As we have also noted, Cayr has also recently written a series of disgusting articles claiming that employees at the Fairfield County Dog Shelter in Ohio are burning dogs alive, based on unnamed “eyewitness accounts.” As it turns out, these witnesses were simply made up, like many of Jeromie’s fake witnesses.
Now, this made no sense to me. She seems to be claiming that the witness, her source, was an animal rescuer. This would mean that:
- The dog shelter workers burned dogs alive in front of independent animal rescuer(s),
- These witness(es) apparently had no objection to this at the time, and just allowed the dogs to be burned alive, without trying to intervene, and
- The whistleblower who revealed the horrific practice of burning dogs alive would be ostracised, not celebrated as a hero, and
- The witness(es) told absolutely no one else about what they saw… Except Cayr Ariel Wulff and/or Jeromie Williams.
You can check this last point for yourself: Simply google “Ohio dogs burned alive”: Pet Pardons News is the only source.
Well, I wasn’t born yesterday, so I asked her why literally no one else had reported the story. Her response?
That is a lie.
In fact, in Channel 10’s original story on the Commissioners’ meeting, on August 7, 2012, discusses only the gas vs. lethal injection debate at the meeting. There is no mention of dogs burning alive.
What Cayr was clearly referring to, however, was their story on August 14, 2012, in which a woman on the street condemns the shelter for burning dogs alive, throwing “them into a incinerator when they are not dead.” She read they do this, no doubt, in Cayr’s article published on August 10, 2012.
Note that the reporter was unable to confirm this story. I contacted other local media as well, including the Lancaster Eagle-Gazette, and no one was able to confirm the story. No one had heard from any witnesses, or seen any affidavit, claiming that dogs were burned alive at Fairfield.

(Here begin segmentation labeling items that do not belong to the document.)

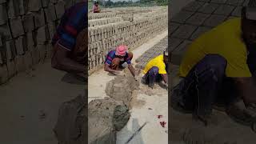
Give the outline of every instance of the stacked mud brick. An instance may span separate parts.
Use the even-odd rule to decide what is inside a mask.
[[[74,0],[0,0],[0,84],[50,57],[50,40]]]
[[[129,13],[123,12],[126,9]],[[94,18],[89,21],[89,26],[94,25],[88,33],[89,74],[100,69],[107,53],[117,46],[125,44],[133,50],[167,30],[166,7],[110,10],[114,13],[89,14],[90,18]]]

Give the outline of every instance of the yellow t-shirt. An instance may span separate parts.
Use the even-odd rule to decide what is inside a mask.
[[[145,66],[143,73],[146,74],[152,67],[156,66],[158,70],[158,74],[167,74],[166,70],[166,64],[163,61],[163,54],[158,55],[151,59]]]
[[[206,54],[218,54],[227,61],[227,77],[251,77],[246,64],[247,50],[241,34],[240,18],[230,19],[203,34],[188,47],[180,66],[179,75],[186,77]]]

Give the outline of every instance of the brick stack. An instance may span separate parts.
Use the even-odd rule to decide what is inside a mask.
[[[78,0],[0,0],[0,84],[50,57],[61,16]]]
[[[118,13],[116,10],[114,11],[117,11],[116,14]],[[91,18],[94,14],[97,15],[95,18],[98,18],[98,14],[90,14]],[[89,27],[89,74],[101,68],[107,53],[117,46],[125,44],[130,50],[133,50],[167,30],[168,14],[166,7],[155,9],[153,11],[151,10],[147,14],[144,13],[142,15],[130,13],[125,13],[122,15],[118,14],[121,18],[130,15],[134,16],[132,20],[122,18],[122,21],[118,22]],[[90,22],[93,21],[90,20],[89,25]]]

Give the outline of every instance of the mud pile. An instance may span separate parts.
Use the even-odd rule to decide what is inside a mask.
[[[110,81],[106,93],[110,98],[96,99],[88,105],[89,144],[116,142],[116,133],[130,118],[130,102],[138,82],[131,76],[118,76]]]

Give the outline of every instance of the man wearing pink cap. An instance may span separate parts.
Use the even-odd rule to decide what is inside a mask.
[[[132,58],[133,54],[128,52],[126,46],[118,46],[116,50],[110,51],[106,55],[104,70],[115,75],[118,75],[120,70],[126,68],[128,65],[128,69],[133,76],[135,77],[135,69],[131,65]]]

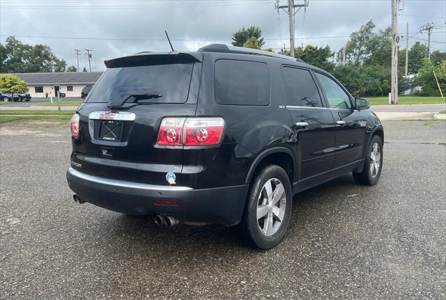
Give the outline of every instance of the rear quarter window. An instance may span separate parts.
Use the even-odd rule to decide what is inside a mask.
[[[268,105],[270,78],[264,63],[219,59],[215,65],[217,103],[223,105]]]

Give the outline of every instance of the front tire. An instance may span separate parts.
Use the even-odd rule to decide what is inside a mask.
[[[289,223],[292,199],[286,172],[276,165],[263,168],[252,184],[237,228],[240,237],[261,249],[277,245]]]
[[[374,185],[379,180],[383,169],[383,141],[379,136],[374,136],[366,152],[365,161],[361,173],[353,172],[357,183]]]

And yet, Cayr’s next two posts label the shelter as an “Ohio Dog Burning Shelter”:
- On August 13, 2012, Cayr notes that a “second witness,” Janice Kobi, President/Founder at Fairfield County C.A.R.E.S., alleged that county commissioners and dog shelter officials wanted to somehow profit from killing dogs via “Dog Composting” (just how this would generate profit is never explained).
- Also on August 13, 2012, Cayr notes that former Deputy Animal Warden Bobbi Glass said she had “witnessed the overcrowding of gassing cages, sometimes filled up to fifteen dogs, and she witnessed animals coming out of the gas chamber that were not dead. She said that the animals would go back through for a second gassing.“
Note, they would go back through for a second gassing, not into a fire. Neither of these witnesses claimed they saw dogs being burned alive.

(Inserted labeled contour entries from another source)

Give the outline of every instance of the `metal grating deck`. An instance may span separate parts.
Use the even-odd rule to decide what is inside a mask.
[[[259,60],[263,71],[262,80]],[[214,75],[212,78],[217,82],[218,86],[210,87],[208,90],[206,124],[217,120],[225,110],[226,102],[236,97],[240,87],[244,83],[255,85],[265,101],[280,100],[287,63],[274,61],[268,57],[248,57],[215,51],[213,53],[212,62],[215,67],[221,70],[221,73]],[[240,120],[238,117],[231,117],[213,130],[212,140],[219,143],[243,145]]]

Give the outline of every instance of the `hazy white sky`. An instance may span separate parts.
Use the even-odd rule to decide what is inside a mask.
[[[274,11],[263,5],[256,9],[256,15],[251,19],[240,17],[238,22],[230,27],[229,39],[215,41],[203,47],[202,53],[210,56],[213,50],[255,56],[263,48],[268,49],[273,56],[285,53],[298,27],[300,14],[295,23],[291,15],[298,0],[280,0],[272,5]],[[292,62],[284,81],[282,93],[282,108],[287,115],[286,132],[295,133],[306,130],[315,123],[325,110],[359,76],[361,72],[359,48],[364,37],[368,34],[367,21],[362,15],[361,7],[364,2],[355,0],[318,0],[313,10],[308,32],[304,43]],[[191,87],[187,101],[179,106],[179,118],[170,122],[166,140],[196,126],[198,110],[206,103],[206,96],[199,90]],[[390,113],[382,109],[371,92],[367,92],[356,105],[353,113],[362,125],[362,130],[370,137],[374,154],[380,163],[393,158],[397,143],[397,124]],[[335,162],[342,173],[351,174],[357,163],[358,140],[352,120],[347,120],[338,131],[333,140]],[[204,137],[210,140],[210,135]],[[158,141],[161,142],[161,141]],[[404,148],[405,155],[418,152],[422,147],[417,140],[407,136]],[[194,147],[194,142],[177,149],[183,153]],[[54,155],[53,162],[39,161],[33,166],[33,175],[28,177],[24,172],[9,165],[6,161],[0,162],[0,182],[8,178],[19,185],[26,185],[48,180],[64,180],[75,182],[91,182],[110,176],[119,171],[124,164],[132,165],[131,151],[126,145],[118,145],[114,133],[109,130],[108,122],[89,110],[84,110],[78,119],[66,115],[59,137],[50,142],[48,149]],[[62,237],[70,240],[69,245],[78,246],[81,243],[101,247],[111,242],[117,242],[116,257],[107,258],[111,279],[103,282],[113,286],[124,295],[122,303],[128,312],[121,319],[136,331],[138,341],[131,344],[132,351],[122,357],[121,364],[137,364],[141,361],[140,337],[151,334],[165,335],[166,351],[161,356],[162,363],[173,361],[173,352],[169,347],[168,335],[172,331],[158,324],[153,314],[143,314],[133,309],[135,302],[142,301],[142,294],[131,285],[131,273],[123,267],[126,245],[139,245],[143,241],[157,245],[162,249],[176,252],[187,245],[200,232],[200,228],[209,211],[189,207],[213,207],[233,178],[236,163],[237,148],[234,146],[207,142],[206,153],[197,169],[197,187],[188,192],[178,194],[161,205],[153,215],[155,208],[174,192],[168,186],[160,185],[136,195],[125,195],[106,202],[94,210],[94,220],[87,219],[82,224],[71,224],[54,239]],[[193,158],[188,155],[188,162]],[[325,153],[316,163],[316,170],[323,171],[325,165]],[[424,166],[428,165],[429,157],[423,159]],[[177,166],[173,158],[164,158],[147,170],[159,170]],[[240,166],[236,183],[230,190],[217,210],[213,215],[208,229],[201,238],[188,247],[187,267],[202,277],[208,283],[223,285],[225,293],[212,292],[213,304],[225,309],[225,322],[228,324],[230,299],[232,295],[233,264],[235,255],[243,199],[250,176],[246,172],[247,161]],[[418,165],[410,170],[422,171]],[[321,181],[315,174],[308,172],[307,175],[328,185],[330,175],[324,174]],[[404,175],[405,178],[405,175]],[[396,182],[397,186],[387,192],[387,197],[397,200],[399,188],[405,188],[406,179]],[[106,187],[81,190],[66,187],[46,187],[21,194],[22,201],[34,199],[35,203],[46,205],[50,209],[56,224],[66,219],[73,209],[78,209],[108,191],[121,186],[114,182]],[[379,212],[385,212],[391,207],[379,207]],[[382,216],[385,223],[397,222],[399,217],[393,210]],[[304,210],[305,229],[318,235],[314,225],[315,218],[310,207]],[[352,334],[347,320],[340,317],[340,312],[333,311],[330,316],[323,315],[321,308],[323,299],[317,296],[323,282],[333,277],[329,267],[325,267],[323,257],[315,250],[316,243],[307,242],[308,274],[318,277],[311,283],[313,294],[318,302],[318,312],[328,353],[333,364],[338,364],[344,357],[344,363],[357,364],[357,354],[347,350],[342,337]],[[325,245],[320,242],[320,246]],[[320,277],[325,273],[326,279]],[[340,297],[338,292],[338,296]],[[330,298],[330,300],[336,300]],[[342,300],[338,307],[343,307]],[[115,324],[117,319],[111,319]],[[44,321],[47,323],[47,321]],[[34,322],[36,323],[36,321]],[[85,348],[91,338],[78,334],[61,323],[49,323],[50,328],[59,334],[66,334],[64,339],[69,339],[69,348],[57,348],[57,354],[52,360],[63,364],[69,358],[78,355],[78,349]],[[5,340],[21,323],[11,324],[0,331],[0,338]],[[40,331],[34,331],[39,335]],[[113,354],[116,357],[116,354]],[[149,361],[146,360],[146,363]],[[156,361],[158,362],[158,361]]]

Even on the video from NBC’s Channel 4 News, attached to Cayr’s final story announcing a change in policy to lethal injections on August 14, 2012, the allegation that dogs were burned alive is not even mentioned, let alone given as a reason for the change in policy. (It’s also ironic Cayr uses the video from Channel 4, not Channel 10, which she falsely claims reported the story on dogs being burned alive.)
It seems as though when you have a following so big as Pet Pardons does, you can say just about anything. Some of those people will believe you. They have faith in you, and would never imagine you would lie to them. Or that you would keep the money they donated to save animals.
Of course it turns out that their faith in Pet Pardons is badly misplaced.